Domestic demand for PX is expected to be strong as some purified terephthalic acid (PTA) units are scheduled to be expanded in 2012. PTA is a downstream product of PX.

The domestic demand for TDP is also expected to be firm in 2012, with the addition of new capacities by Dragon Aromatics and PetroChina Sichuan Petrochemical.

China's TDP demand is likely to increase significantly, as long as there are no issues in bringing the new plants on stream.

However, toluene demand from the solvent market in China is not expected to change significantly in 2012 because of the ongoing control policy in the nation's real estate markets, which will affect the paints and coatings industry. Prevailing inflation pressures will make it difficult to ease tight monetary policies in 2012, and some small-to-medium enterprises still face financial pressures.

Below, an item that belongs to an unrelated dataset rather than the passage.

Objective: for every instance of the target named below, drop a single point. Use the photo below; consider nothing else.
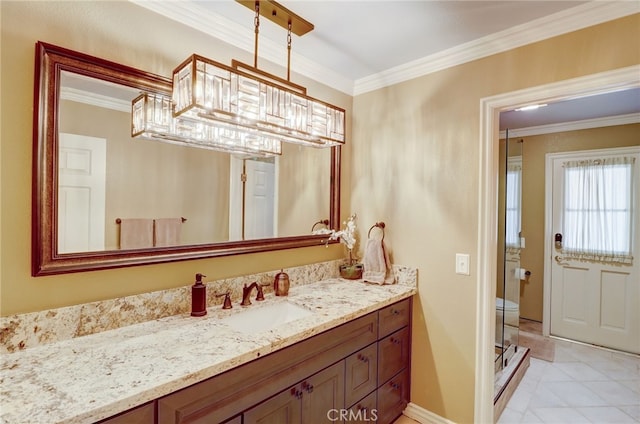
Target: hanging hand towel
(136, 233)
(167, 231)
(377, 266)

In addition, using benzene to make solvents is becoming increasingly unpopular as this does not meet stricter environmental requirements. As a result, the solvent sector will be unable to maintain its toluene demand at a growth rate in line with the forecasted domestic GDP growth rate for 2012.

Oil prices are forecasted to rise in the short-to-medium term, but the supply of domestic oil products remains short. As a result, the demand for gasoline blending for captive use at the refineries is expected to be stable or increase. The overall domestic supply in 2012 will be higher than in 2011, but the liquidity in the spot market will be limited.

In 2011, demand for gasoline blending from toluene was a market highlight. In the long-term, international crude oil prices are expected to continue rising in 2012.

Chinese oil product supply is still short, so demand for gasoline blending in refineries is expected to remain stable this year. On the supply side, many aromatic plants are scheduled to start up in 2012, including those by Huachen Energy; Shanghai Gaoqiao; Jiujiang; Jilin Petrochemical; Daqing Petrochemical; PetroChina Fushun Petrochemical; Sichuan Pengzhou Petrochemical; and Dragon Aromatics (Xiamen).

Domestic toluene capacity is expected to expand by 1.7m tonnes/year. With this, China's imports are expected to be lower than the levels seen in 20092010.

However, supply is likely to increase slightly because most of the output from the refinery expansions in East China are for captive use. Imported toluene will still be one of the main spot-market channels.

The expansions by PetroChina Sichuan Petrochemical and Dragon Aromatics (Xiamen) are integrated PX plants, which are expected to increase demand for TDP. Jilin Petrochemical plans to start operating its 10m tonne/year oil refinery, with most of the output used for gasoline blending.

If spot toluene demand from the gasoline-blending sector weakens as a result of external factors in 2012, gasoline-blending demand from the refineries will have provided a sufficient level of consumption already.

With the drive in toluene demand from TDP and gasoline-blending sectors, toluene growth in 2012 is expected to be healthy.